PopBlends: Strategies for Conceptual Blending with Large Language Models
Sitong Wang Columbia University, Savvas Petridis Columbia University, Taeahn Kwon Columbia University, Xiaojuan Ma Hong Kong University of Science and Technology, Lydia B. Chilton Columbia University
Pop culture is an important aspect of communication. On social media people often post pop culture reference images that connect an event, product, or other entity to a pop culture domain. Creating these images is a creative challenge that requires finding a conceptual connection between the users’ topic and a pop culture domain.
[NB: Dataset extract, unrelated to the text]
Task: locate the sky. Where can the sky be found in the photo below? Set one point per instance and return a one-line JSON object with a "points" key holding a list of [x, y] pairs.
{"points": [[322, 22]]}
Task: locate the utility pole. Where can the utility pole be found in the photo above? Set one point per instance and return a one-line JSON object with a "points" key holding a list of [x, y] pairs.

In cognitive theory, this task is called conceptual blending. We present a system called PopBlends that automatically suggests conceptual blends. The system explores three approaches that involve both traditional knowledge extraction methods and large language models. Our annotation study shows that all three methods provide connections with similar accuracy, but with very different characteristics. Our user study shows that people found twice as many blend suggestions as they did without the system, and with half the mental demand. We discuss the advantages of combining large language models with knowledge bases for supporting divergent and convergent thinking.